A new December and a new bunch of puzzles from mscroggs.co.uk.

Oh goody, time to use my fairly new cross sum skills.

Going left to right, top to bottom, name the boxes a-i.

• R2, C3 (*) = f is an integer dividing 9, therefore one of 1, 3, 9.
• R3, C3 = i, same argument, same result.
• Still R3, C3 = i: the result of a division, c/f, divided by i, is 3. If i = 1, c/f = 3, it’s one of 3/1, 6/2, 9/3. First would require duplication, throw it away. If i = 3, c/f = 9, that would be 9/1. If i = 9, c/f = 27, impossible.
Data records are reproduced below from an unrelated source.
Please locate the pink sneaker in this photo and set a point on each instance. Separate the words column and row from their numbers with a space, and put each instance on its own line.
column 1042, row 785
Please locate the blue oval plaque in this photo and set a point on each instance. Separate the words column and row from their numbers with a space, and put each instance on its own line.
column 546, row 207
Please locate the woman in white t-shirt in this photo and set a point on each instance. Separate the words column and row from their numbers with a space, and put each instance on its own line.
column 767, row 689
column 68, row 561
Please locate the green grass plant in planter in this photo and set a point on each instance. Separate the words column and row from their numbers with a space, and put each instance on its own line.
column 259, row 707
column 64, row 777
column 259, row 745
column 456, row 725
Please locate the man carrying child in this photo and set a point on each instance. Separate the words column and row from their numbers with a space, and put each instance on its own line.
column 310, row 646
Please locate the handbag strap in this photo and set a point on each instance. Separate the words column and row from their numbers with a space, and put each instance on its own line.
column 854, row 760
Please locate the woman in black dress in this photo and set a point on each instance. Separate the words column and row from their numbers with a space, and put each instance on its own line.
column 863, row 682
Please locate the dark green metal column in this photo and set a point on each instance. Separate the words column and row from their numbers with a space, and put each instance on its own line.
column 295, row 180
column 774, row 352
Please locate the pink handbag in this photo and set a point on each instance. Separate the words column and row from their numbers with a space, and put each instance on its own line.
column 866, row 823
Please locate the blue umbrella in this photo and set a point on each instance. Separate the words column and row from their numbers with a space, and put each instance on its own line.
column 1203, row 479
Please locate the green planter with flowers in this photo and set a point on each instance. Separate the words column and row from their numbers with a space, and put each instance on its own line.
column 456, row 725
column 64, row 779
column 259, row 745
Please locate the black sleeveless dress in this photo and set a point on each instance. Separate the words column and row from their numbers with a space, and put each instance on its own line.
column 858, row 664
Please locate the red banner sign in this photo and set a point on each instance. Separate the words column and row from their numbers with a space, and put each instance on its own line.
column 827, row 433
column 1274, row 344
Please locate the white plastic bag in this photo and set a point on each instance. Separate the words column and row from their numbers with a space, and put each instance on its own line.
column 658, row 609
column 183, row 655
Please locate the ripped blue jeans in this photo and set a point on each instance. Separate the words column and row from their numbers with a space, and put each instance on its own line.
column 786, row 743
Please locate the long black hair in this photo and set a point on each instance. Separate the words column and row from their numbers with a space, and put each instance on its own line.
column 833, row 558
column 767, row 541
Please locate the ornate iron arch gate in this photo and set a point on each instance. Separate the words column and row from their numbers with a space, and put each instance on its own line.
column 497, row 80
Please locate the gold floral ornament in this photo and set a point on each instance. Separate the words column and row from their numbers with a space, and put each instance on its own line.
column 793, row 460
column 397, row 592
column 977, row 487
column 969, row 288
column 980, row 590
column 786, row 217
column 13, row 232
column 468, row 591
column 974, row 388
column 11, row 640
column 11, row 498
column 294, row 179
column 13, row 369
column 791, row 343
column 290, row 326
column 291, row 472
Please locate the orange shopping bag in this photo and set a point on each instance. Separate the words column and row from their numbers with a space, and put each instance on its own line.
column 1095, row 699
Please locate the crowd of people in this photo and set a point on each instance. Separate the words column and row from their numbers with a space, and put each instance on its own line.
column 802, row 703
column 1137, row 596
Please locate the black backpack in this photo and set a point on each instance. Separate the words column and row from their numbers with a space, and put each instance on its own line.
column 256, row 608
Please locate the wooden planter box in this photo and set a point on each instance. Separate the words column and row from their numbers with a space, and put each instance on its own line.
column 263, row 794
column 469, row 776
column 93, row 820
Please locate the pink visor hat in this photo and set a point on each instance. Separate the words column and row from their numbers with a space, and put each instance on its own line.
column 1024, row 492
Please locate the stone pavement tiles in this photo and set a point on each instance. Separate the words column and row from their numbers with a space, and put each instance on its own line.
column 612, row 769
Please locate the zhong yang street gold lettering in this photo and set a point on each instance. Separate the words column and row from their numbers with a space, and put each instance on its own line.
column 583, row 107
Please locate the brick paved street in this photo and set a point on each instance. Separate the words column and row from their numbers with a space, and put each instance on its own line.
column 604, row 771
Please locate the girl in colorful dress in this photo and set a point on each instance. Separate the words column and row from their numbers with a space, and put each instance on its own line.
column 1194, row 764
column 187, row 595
New result: one of 1, 3.
• R3, C1 = g is an integer dividing 12, therefore one of 2, 3, 4, 6. (Can’t be 1, that would require the subtraction above, a/d to be 12; can’t be 12, that’s not a digit.)
• R3, C2 = h has to combine with 2, 3, 4, 6 to the left and 1, 3 to the right. g/h*i = 9. g/h must be 3 or 9. 9 is impossible, so it must be 3. Therefore i = 3. Therefore g/h must be 6/2. (It can’t be 3/1 because of duplication.) So g = 6, h = 2.
• Going back to C3, c = 9, f = 1.
• R2, d + e = 9. Of the digits left, it must be 4 and 5.
• R1, a – b = -1. The last digits are 7 and 8. a = 7, b = 8.
• C1, (7-d)*6 = 12. d = 5, e = 4.

(*) Row 2, column 3.

The digits in the boxes are 7, 9 and 4. 7*9*4 = 252.